Saturday 20 July, 2019

Wisynco revenues up 14%

Wisynco chairman William Mahfood.

Wisynco chairman William Mahfood.

Consumers locally and abroad bought more products sold by the Wisynco Group, according to the company's unaudited financial results which showed larger normalized revenue and profit growth.

“We are now confident in our ability to supply and meet the growing demand for our beverages both locally and in the export markets, including planned new product development,” said Wisycno, which manufactures and distributes Wata, Coke, Red Bull and thousands of other consumer products.

Revenues for the 12 months of $24.54 billion represented an increase of 14 per cent over the $21.38 billion achieved in the previous year.

Wisynco recorded profits attributable to shareholders of $2.3 billion or 62 cents per share on a normalized basis for the year compared to $1.97 billion or 55 cents per share on a normalized basis for the corresponding prior year.

The company said the fourth quarter was consistent with the upturn in the Jamaican economy as it saw “good demand” for all product ranges.

In the fourth quarter, gross Margin of 36.8 per cent was more than the 35.9 per cent for the corresponding quarter of the previous year. For the 12 months ended June 2018, Gross margin was 1.3 per cent more than the prior year.

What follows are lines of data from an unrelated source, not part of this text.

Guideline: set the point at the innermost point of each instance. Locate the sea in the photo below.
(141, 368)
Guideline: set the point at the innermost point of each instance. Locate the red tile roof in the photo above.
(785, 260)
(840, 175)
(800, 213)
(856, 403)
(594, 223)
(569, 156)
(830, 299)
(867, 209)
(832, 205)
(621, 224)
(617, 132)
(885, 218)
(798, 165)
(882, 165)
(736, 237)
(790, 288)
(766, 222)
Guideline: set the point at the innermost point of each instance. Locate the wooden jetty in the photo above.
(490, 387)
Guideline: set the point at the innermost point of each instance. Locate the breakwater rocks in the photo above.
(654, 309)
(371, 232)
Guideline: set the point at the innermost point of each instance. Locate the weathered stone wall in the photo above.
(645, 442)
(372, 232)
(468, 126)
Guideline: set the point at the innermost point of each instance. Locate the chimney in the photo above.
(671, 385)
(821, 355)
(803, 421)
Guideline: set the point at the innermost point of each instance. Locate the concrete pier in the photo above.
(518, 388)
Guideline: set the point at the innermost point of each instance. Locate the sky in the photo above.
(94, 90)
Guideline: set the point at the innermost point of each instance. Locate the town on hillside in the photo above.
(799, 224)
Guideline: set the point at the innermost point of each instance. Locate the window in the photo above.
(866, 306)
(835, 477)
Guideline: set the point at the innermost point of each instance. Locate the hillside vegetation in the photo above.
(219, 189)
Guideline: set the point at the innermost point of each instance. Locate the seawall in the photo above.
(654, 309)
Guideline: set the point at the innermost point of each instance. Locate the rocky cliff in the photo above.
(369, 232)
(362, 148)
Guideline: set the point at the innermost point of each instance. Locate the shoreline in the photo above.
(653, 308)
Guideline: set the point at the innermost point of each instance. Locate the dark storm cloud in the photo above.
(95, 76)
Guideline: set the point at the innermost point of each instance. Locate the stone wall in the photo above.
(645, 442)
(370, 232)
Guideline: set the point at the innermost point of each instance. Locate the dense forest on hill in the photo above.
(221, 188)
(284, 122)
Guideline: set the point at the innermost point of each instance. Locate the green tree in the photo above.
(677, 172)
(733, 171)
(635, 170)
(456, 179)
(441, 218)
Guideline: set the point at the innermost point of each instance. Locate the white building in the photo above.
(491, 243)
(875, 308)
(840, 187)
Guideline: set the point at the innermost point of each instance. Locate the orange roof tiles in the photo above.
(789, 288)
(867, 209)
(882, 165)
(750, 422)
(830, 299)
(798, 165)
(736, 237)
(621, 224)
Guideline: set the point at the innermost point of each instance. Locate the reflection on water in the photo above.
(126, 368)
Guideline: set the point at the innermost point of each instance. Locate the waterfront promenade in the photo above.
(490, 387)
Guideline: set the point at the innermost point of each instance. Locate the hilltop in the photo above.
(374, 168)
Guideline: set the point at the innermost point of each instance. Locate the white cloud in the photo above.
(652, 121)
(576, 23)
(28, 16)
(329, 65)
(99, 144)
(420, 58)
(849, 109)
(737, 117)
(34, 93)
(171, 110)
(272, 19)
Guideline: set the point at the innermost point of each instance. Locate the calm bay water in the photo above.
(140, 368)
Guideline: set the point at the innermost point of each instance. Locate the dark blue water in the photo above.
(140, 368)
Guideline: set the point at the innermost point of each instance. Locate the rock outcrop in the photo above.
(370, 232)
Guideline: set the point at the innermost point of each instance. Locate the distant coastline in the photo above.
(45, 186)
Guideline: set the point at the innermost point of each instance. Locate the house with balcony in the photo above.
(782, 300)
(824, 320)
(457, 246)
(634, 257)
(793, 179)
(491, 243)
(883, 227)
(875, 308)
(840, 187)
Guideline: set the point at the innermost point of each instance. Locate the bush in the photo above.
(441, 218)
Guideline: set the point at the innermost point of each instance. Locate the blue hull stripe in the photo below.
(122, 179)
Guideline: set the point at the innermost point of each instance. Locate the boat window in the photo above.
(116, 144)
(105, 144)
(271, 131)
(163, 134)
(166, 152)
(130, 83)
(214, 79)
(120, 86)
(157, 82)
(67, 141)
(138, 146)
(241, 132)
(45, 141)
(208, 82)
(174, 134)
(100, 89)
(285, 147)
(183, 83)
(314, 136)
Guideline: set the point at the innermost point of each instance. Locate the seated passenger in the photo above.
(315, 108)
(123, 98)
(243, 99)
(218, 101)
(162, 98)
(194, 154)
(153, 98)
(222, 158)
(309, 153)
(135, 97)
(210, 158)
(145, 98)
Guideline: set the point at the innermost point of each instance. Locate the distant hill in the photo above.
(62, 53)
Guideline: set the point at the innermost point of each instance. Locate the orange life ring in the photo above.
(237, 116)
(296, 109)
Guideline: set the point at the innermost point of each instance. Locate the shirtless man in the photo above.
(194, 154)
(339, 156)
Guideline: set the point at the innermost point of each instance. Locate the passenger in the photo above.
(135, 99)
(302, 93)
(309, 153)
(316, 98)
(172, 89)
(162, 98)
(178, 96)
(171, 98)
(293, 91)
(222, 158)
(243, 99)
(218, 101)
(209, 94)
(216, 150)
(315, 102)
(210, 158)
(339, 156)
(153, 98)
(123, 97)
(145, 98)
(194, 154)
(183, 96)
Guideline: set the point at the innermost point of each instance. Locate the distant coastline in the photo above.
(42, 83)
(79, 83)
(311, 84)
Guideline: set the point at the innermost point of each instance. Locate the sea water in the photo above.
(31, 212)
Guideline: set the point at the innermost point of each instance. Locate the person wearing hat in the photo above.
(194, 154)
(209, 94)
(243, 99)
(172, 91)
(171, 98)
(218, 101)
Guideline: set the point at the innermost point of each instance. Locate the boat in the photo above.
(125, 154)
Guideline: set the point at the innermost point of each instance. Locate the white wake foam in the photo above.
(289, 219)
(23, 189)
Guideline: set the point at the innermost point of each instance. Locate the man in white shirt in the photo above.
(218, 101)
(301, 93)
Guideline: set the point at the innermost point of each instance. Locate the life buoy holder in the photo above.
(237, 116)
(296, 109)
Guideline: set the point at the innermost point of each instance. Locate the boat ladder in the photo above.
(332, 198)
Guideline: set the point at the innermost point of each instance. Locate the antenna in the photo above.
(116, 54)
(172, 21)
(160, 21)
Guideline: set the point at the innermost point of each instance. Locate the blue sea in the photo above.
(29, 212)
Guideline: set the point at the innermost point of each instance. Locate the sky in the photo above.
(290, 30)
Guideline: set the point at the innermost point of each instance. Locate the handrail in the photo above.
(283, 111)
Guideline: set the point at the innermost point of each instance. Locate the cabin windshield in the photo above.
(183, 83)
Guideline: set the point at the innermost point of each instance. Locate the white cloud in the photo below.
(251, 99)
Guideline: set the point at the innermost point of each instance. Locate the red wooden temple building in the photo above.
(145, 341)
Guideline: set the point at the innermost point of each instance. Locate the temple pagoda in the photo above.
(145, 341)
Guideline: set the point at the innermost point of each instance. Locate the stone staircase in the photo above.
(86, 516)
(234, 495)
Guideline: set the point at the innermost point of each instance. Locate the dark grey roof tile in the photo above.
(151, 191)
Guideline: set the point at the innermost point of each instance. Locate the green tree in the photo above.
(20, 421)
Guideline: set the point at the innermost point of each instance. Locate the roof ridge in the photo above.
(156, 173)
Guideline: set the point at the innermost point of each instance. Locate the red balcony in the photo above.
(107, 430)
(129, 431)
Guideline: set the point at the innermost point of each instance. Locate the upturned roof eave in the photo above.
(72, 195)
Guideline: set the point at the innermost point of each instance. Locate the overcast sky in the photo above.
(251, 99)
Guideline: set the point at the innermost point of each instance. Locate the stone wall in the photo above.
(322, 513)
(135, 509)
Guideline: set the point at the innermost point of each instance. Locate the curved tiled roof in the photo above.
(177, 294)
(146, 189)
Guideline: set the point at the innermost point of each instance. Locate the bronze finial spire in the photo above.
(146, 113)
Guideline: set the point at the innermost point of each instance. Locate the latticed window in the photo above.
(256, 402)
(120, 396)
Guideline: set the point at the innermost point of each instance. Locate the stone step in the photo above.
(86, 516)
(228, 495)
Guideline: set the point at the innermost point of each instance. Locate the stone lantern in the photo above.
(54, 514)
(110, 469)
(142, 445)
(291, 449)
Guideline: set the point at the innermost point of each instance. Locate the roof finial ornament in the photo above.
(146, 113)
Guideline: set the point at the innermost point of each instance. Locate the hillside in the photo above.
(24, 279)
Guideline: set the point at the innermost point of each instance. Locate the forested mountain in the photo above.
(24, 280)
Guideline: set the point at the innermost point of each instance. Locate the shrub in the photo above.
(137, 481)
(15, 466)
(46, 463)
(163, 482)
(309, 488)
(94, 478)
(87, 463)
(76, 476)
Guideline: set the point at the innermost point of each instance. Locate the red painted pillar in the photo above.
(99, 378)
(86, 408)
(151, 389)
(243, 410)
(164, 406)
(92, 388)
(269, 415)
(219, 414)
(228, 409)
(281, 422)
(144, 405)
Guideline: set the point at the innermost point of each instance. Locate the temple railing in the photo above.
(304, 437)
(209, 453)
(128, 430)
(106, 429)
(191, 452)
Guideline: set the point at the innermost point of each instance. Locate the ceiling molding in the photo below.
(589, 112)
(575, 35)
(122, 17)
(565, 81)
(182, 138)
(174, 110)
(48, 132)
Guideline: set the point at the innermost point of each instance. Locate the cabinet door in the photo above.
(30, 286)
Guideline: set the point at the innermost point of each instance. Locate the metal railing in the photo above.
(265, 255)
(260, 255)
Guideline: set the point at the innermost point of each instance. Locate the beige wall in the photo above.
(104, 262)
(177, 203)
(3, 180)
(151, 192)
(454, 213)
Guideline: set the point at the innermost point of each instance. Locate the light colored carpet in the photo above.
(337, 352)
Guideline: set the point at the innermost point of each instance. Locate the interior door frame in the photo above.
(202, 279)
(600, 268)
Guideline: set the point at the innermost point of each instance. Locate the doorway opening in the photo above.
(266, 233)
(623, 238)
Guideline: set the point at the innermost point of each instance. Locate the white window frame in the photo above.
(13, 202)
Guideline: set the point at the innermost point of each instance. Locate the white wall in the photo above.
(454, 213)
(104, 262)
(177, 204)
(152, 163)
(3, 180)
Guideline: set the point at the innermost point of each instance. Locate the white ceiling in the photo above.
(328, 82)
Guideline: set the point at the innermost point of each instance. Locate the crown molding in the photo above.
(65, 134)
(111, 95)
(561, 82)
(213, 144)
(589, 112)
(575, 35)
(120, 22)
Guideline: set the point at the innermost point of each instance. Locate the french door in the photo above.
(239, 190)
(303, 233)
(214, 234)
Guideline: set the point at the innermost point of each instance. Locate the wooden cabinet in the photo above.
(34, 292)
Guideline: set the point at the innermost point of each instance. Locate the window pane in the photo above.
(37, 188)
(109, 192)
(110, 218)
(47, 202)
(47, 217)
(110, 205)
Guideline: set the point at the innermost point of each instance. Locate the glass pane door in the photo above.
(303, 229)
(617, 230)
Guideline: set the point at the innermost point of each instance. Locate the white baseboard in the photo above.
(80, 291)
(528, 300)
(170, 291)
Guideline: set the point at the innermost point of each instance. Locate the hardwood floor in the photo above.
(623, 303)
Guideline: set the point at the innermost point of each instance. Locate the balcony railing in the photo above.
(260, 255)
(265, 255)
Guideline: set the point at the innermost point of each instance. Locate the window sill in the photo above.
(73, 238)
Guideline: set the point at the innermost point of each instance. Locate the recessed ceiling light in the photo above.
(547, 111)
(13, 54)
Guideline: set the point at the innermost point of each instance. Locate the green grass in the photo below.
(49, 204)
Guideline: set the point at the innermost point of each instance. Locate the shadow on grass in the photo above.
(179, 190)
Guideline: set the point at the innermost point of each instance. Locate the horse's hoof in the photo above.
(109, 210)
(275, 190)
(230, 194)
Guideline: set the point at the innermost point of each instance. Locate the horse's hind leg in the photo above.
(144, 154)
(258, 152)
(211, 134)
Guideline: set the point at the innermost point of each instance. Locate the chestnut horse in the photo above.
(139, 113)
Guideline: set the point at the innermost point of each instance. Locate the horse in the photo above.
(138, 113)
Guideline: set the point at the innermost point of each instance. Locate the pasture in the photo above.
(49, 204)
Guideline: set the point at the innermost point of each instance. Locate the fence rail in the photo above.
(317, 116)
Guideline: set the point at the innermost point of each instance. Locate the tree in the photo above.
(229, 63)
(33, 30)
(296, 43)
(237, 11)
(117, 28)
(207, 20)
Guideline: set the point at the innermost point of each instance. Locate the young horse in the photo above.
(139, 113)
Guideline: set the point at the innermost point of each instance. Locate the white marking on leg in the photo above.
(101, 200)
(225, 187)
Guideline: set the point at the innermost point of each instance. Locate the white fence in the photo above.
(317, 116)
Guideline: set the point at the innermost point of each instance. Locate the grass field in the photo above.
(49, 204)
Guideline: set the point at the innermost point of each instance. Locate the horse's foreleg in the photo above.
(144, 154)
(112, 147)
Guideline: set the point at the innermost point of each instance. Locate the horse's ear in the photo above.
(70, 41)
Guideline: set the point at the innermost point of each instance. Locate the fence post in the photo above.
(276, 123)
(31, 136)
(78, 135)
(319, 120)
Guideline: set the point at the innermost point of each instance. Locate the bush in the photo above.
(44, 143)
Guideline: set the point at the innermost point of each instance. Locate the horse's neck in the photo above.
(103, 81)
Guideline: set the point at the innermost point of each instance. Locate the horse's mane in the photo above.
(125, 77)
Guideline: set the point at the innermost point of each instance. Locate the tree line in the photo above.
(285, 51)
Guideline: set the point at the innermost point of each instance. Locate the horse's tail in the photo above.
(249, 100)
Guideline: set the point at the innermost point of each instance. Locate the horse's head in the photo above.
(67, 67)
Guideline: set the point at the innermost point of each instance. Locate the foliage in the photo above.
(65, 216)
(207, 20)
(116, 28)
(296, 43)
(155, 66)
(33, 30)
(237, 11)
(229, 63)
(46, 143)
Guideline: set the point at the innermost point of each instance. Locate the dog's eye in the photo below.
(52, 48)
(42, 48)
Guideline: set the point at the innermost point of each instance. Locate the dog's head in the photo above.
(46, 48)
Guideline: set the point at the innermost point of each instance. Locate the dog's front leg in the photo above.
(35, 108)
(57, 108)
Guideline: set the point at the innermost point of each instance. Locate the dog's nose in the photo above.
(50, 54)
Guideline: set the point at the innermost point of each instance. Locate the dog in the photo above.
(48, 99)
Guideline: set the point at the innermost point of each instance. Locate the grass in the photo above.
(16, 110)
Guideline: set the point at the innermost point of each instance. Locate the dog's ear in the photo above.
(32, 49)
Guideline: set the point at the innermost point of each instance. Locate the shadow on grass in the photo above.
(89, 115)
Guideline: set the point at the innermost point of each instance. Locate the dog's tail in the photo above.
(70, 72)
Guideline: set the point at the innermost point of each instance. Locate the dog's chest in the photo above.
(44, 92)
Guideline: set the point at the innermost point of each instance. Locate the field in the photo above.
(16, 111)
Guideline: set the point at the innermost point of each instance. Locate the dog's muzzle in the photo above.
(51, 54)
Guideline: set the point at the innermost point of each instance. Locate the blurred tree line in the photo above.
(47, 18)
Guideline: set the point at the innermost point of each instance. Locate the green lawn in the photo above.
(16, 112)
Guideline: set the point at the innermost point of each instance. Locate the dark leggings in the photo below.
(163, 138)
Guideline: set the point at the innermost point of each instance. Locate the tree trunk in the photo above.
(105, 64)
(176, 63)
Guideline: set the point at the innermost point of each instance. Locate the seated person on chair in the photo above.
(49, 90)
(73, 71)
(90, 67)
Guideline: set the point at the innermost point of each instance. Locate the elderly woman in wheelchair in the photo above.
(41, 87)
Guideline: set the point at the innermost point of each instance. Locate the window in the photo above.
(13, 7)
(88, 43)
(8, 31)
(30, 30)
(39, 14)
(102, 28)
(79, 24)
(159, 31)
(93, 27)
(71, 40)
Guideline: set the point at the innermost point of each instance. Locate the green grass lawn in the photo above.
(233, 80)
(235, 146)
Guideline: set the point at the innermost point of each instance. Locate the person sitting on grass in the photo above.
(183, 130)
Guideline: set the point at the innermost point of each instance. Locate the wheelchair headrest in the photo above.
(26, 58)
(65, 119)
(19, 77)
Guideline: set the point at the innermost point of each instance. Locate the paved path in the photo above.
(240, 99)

Selling, Distribution & Administrative Expenses for the quarter totaled $1.86 billion or 3.4 per cent more than the $1.79 billion for the corresponding quarter of the prior year.

The group’s investments in property, plant and equipment over this past financial year amounted to approximately $2.6 billion, of which $1.5 billion represented the largest capital investment in production equipment made by Wisynco since inception. 

The group will add new production capacity during the first quarter of financial year 2019. While  work on its new cold storage facilities should finish this month resulting in increased efficiencies and reduced costs.